Creíamos por entonces que estas secuencias no volverían a repetirse. Acaso, por una confianza adolescente depositada en el poder del cine; como si todo lo que estuviese registrado allí no pudiera reiterarse en futuros días, hasta por la vaga razón de que no daría guiones originales. Quizás también por una visión determinista de la historia en ese momento, creer que transitaba inexorablemente en una dirección superadora. Y no siempre es así. Han vuelto a repetirse.

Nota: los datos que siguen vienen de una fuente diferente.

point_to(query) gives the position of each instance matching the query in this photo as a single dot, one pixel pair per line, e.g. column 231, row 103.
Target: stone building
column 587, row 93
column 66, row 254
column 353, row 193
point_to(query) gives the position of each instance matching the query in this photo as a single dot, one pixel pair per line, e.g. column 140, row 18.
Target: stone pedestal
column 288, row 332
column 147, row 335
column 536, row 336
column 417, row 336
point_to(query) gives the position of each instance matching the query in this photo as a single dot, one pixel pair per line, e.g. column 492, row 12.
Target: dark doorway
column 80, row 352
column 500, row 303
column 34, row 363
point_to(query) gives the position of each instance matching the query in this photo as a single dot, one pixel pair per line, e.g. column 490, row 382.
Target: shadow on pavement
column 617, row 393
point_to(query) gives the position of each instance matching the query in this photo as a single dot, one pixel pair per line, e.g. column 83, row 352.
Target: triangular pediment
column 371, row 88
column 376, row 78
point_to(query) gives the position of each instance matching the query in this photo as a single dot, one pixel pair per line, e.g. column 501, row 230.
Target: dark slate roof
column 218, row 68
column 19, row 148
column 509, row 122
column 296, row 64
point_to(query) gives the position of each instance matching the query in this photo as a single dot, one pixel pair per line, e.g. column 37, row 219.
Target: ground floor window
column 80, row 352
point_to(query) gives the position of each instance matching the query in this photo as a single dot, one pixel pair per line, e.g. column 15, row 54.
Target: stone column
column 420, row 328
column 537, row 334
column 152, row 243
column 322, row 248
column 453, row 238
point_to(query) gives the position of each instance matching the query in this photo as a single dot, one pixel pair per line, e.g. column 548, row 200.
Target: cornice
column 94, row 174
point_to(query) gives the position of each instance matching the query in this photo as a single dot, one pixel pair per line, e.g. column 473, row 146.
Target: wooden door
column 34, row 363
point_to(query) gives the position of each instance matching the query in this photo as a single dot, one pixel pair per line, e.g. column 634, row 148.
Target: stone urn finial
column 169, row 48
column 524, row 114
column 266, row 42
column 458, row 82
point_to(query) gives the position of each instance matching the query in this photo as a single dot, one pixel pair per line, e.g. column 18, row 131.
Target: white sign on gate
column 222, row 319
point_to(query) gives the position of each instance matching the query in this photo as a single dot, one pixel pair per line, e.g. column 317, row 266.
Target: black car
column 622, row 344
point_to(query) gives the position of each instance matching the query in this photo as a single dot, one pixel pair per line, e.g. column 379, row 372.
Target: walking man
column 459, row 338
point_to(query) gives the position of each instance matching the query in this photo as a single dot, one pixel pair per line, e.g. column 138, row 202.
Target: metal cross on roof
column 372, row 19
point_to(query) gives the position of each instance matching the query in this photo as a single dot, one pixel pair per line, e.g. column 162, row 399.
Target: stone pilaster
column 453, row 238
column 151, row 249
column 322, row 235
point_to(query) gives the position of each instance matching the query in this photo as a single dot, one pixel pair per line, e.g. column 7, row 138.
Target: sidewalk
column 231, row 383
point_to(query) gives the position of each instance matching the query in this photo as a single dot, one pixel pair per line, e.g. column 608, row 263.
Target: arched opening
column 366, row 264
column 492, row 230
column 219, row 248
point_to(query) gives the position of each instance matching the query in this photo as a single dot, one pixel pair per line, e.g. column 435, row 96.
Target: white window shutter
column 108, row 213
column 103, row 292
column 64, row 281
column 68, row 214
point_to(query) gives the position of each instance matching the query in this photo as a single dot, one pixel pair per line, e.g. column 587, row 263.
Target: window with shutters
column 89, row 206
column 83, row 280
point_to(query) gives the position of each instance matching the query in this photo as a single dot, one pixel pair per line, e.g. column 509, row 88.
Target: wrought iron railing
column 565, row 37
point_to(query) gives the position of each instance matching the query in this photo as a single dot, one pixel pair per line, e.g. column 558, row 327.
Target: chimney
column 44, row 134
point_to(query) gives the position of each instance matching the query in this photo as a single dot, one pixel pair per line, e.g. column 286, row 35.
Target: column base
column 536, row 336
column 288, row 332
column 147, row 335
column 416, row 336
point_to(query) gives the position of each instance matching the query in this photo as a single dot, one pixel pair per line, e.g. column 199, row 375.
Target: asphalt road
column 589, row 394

Es que día a día crece el número de ataúdes envueltos con la bandera norteamericana que bajan de los aviones. Regresan en el mayor silencio oficial -las cámaras no los siguen hasta su responso final, los micrófonos no se acercan a los familiares-. Ellos deben recorrer los circuitos alternativos para hacer oír su voz, por lo general estigmatizados por el establishment, cuando no aprovechados políticamente por cierta oposición demócrata que nunca se esforzará demasiado en poner freno a tanto alarde armamentista y dilapidación presupuestaria.

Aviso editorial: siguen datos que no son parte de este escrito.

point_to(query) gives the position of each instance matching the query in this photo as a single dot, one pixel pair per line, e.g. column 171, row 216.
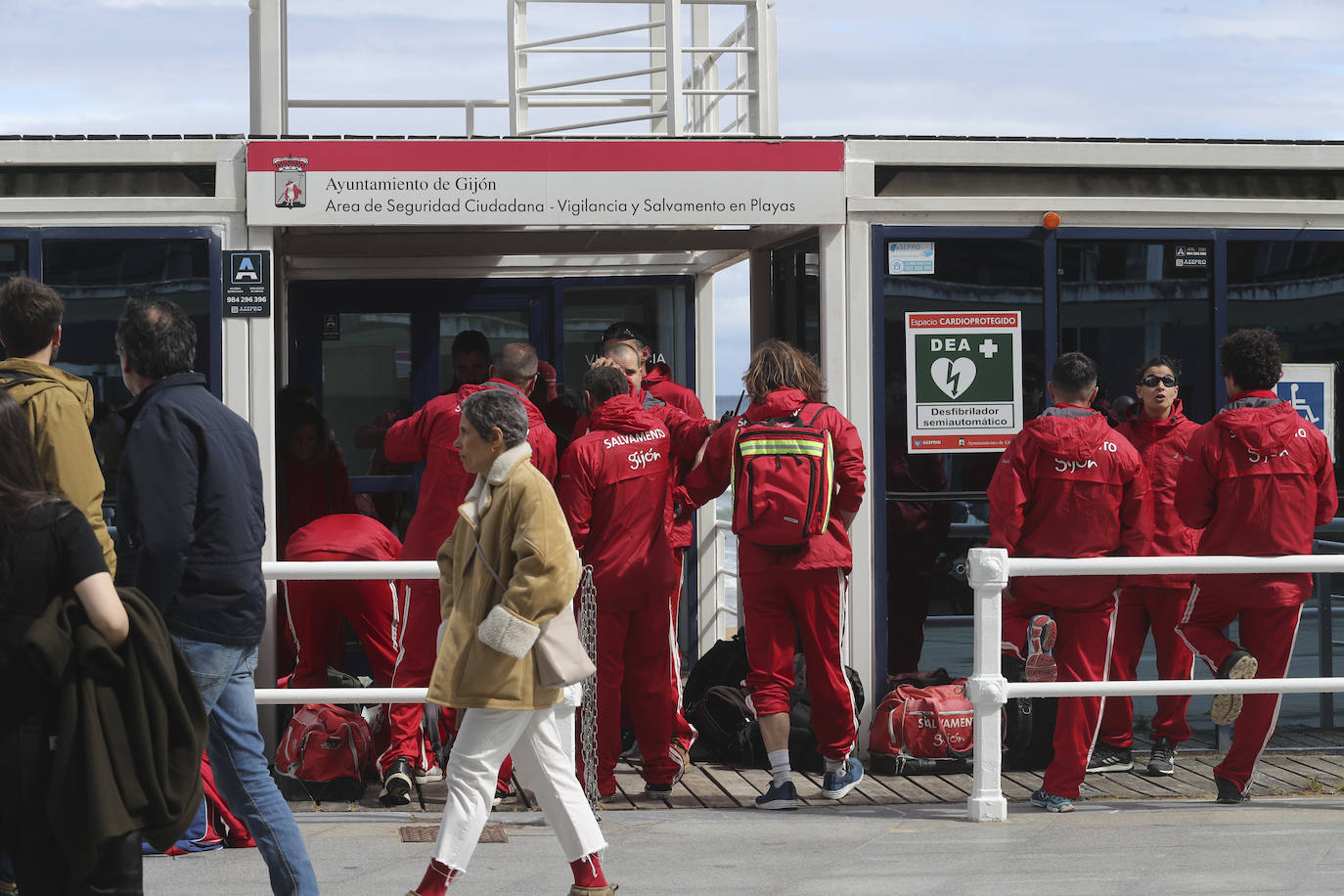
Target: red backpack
column 934, row 722
column 783, row 478
column 326, row 743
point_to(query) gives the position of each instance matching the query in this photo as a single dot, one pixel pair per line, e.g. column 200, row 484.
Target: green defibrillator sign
column 963, row 374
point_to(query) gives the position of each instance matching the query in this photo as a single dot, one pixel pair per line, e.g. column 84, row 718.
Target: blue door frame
column 880, row 234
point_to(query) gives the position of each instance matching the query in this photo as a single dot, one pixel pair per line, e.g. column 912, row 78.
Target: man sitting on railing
column 1067, row 486
column 1257, row 478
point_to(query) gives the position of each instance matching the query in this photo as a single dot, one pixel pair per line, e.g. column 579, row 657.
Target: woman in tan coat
column 511, row 531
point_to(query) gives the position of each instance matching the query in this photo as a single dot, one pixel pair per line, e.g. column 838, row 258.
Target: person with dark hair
column 796, row 591
column 614, row 485
column 656, row 377
column 46, row 548
column 428, row 434
column 1257, row 479
column 60, row 405
column 625, row 357
column 470, row 359
column 1067, row 486
column 316, row 608
column 1159, row 430
column 506, row 571
column 313, row 481
column 191, row 529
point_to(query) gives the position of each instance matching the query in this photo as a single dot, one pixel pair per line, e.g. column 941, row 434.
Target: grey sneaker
column 1161, row 760
column 1238, row 665
column 1106, row 758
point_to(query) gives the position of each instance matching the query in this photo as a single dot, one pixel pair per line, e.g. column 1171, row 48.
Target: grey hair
column 491, row 409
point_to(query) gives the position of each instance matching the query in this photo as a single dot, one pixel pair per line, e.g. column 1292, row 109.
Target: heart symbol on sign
column 953, row 378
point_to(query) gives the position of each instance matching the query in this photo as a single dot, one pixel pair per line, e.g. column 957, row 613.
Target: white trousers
column 534, row 738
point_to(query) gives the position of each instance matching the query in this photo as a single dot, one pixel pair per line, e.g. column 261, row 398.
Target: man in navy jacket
column 190, row 533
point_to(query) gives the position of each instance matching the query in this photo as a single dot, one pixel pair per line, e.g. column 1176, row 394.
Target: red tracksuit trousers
column 632, row 664
column 1268, row 632
column 316, row 610
column 1142, row 607
column 683, row 733
column 1082, row 651
column 779, row 607
column 417, row 625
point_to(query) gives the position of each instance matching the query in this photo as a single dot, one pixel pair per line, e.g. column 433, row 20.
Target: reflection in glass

La irresponsabilidad de la administración Bush en los acontecimientos parece no tener límites y no difiere demasiado de la de Richard Nixon. Ahora se reconoce cierto desconcierto para lograr pacificar el territorio iraquí. Era esperable. Ya lo advirtió Umberto Eco en varios medios. Bush ni siquiera tuvo en cuenta a los valiosos investigadores de la ciencia -de diferentes disciplinas sociales, de las distinguidas universidades que su Estado sostiene- para que le aportasen consideraciones sobre las dificultades que podía hallar en el terreno. Su soberbia, la confianza en las armas y la subestimación del enemigo le impiden plantear una nueva estrategia o revisar el sentido de permanecer allí. Por el contrario, su respuesta rígida es: más armas, más soldados. Aun cuando el 51 por ciento de la población no lo respalde.
Y todo esto sin que tengamos demasiados datos certeros de lo que está sucediendo con la población iraquí. Porque ya se sabe que sobre ellos no habrá una misma valoración. Como si la escala de lo humano se fuera diluyendo en la medida que crece la temperatura del desierto. Seguramente, se llegará más adelante, cuando toda esta pesadilla haya concluido, a un panorama objetivo de los hechos, lejos de la censura o de los reparos ideológicos. Aunque todos podemos hacernos hoy una idea aproximada de lo que ocurre, sin esperar a que los futuros guionistas nos lo revelen con una dosis de romanticismo. Al menos imaginar para volver a decir "no" a la guerra.
A esta altura, conviene recordar que la invasión a Irak fue desatada bajo denuncias nunca comprobadas -la fabricación de armas de destrucción masiva y la vinculación de Saddam con la Al Qaeda de Bin Laden-, sino más bien reconocidas como falsas hasta por la propia Central de Inteligencia Americana (CIA). Pero la guerra -y los argentinos sabemos bastante al respecto- puede ser enmascarada cuantas veces se lo procure, hasta con los argumentos más pueriles, si al fin y al cabo se trata de una única estrategia a mano para detentar el poder. Y esta es quizás la mayor de las irracionalidades que determinadas administraciones de los países centrales no logran reconocer, al tiempo que impiden toda posibilidad de construir una relación menos desigual entre unos y otros.
Mientras tanto, si se pretende, algo se puede hacer por la paz. No digo la de aquellos viejos luchadores internacionalistas del siglo pasado, capaces de viajar al lugar más remoto a defender sus ideales, sino dejando constancia de la arbitrariedad y la sinrazón. O tan sólo volviendo a dar prioridad en nuestra lectura a los sucesos internacionales, entendiendo que aquello que ocurre en la ciudad y el país sigue estando estrechamente relacionado con lo que gravita afuera. Quizás, como nunca antes.